A razão para esta diferença são as diferentes forças dos troncos que suportam as árvores, e portanto a sua capacidade de resistir a forças externas. A osteoporose é uma doença dos ossos caracterizada por uma força óssea reduzida e susceptibilidade à fractura, sendo o maior perigo a complicação da fractura.
A osteoporose é de facto muito comum e pode ter consequências graves. As mulheres com mais de 50 anos têm uma probabilidade de 1/3 de sofrer uma fractura vertebral durante a sua vida, causando problemas como encurtamento de altura, corcunda e dores lombares crónicas, o que afecta a qualidade de vida. Se a fractura ocorrer no osso da anca, muitas vezes leva a incapacidade e o repouso prolongado no leito pode facilmente levar a outras complicações tais como pneumonia e coágulos sanguíneos. Como até 20% das fracturas da anca ocorrem no primeiro ano, 40% das pessoas com fracturas da anca são incapazes de andar dentro de um ano, 15-25% dos sobreviventes são incapacitados e requerem cuidados pessoais após a fractura e 30% das fracturas osteoporóticas resultam numa segunda fractura dentro de um ano.
A perda óssea nas mulheres é significativamente acelerada após a menopausa, com a perda óssea mais rápida a ocorrer dentro de 5 anos após a menopausa, cerca de 1/3 do pico da massa óssea, e nos homens após a idade de 70 anos.

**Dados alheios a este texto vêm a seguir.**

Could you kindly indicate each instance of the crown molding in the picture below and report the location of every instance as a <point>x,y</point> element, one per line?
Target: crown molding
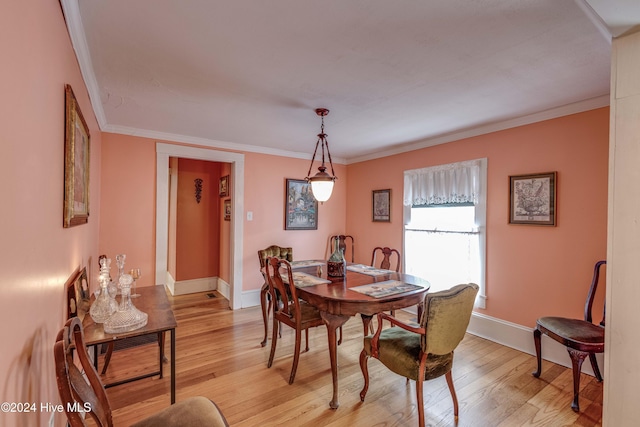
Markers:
<point>565,110</point>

Contudo, embora a osteoporose seja comum nas pessoas idosas, não é uma consequência inevitável da menopausa e do envelhecimento, e pode ser prevenida e evitada.
O início da osteoporose é um processo gradual e as manifestações clínicas da osteoporose variam, com a maioria dos pacientes sem sintomas, daí o nome doença epidémica silenciosa.
A gestão da osteoporose envolve vários níveis: o consumo ideal de cálcio e vitamina D antes de se atingir o pico de massa óssea pode aumentar o pico de massa óssea e melhorar as reservas ósseas; depois de se atingir o pico de massa óssea, o foco principal é abrandar a perda óssea; nos casos em que a osteoporose já tenha ocorrido, um tratamento eficaz pode abrandar a perda óssea, aumentar a densidade e força ósseas e prevenir fracturas.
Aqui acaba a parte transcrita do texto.